Ada Perang dan Resesi, Bagaimana Strategi Investasi Tahun Ini?
Pasar keuangan global masih dilanda ketidakpastian. Hal ini bersumber dari masih berlanjutnya ketegangan geopolitik antara Rusia dan Ukraina yang memicu krisis pangan dan energi. Selain itu, ancaman resesi ekonomi global makin menguat setelah inflasi yang tinggi terjadi di banyak negara.
Ekonomi Amerika Serikat, pada kuartal kedua tahun ini misalnya, sudah terkontraksi sebesar 0,9%. Hal ini menunjukkan, perekonomian Negeri Paman Sam, secara teknis sudah memasuki resesi karena anjlok dalam dua kuartal beruntun setelah terkontraksi sebesar 1,6% di kuartal pertama tahun ini.
Dengan kekhawatiran itu, bagaimana peluang investasi di semester kedua tahun ini?
Pengamat Ekonomi Universitas Indonesia Telisa Aulia Falianty menungkapkan, Indonesia punya kesempatan mengambil momentum untuk kembali bangkit dari terpaan pandemi di saat sejumlah negara harus mengalami nasib yang kurang baik hingga krisis. Dari sisi fundamental ekonomi, Indonesia masih cukup kuat.
Kendati, saat ini masih terdapat dua perhatian utama pelaku pasar. Pertama, kenaikan suku bunga Fed Rate yang diproyeksikan masih akan terus berlanjut dalam beberapa bulan ke depan. Kedua, kekhawatiran kinerja emiten di kuartal kedua tahun ini yang berada di bawah ekspektasi para analis.
“Peluang investasi di tengah krisis global saat ini ditopang oleh katalis masih tingginya harga komoditas, mobilitas masyarakat global pulih yang mengakibatkan pemulihan aktivitas ekonomi dan kuatnya fundamental makro ekonomi,” kata Telisa.
Sementara itu, Head Of Research NH Korindo Sekuritas Liza C. Suryanata menilai, ada sejumlah sektor yang berpeluang untuk tumbuh di tahun ini. Sektor itu adalah pertambangan dan energi.

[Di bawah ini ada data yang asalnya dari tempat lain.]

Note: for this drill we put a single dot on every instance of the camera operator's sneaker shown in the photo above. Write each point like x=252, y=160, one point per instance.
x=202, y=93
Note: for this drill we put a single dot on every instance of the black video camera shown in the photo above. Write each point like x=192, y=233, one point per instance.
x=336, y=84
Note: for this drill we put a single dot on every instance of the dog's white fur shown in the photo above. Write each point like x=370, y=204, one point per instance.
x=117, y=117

Dia memproyeksikan, ke depannya tren harga komoditas akan terus menanjak di mana harga minyak masih tidak akan jauh berbeda dari harga saat ini, hal itu disebabkan oleh negara OPEC belum bisa menentukan kepastian dan adanya perang antara Rusia-Ukraina.

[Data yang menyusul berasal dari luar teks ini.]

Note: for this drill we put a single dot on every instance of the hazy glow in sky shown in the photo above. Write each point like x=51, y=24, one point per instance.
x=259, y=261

“Maka dari itu emiten-emiten di sektor tersebut masih sangat menarik,” tuturnya.
Sedangkan, praktisi pasar modal Hans Kwee menilai, IHSG masih akan berpeluang untuk tumbuh di kuartal ketiga tahun ini, namun akan sulit menembus level psikologis 7.000. “IHSG akan mulai bangkit di level 6.800 ke 7.000 di kuartal keempat tahun ini,” terang Hans.
Adapun, sejumlah sentimen yang menjadi perhatian investor adalah kebijakan moneter The Fed untuk menurunkan inflasi dengan terus menaikkan suku bunga, paling tidak sampai dengan 2024 mendatang.
Kendati menghadapi sejumlah ketidakpastian glbal, optimistime di pasar modal terus bergulir. Selama masa pandemi misalnya, Bursa Efek Indonesia (BEI) menjadi yang tertinggi dari sisi perolehan dana hasil penawaran umum di Kawasan Asia Tenggara.
BEI sendiri menargetkan untuk tahun 2022 ada 55 perusahaan yang bakal IPO. Sampai dengan 27 Juli 2022, terdapat 29 perusahaan yang mencatatkan saham di pasar modal Tanah Air. Hingga saat ini, terdapat 36 perusahaan dalam pipeline atau yang mengantri untuk melakukan pencatatan saham di BEI. Di samping itu, terdapat 55 perusahaan yang telah mencatatkan 73 emisi Efek Bersifat Utang dan Sukuk (EBUS) dan masih ada 19 perusahaan yang berada dalam pipeline pencatatan EBUS.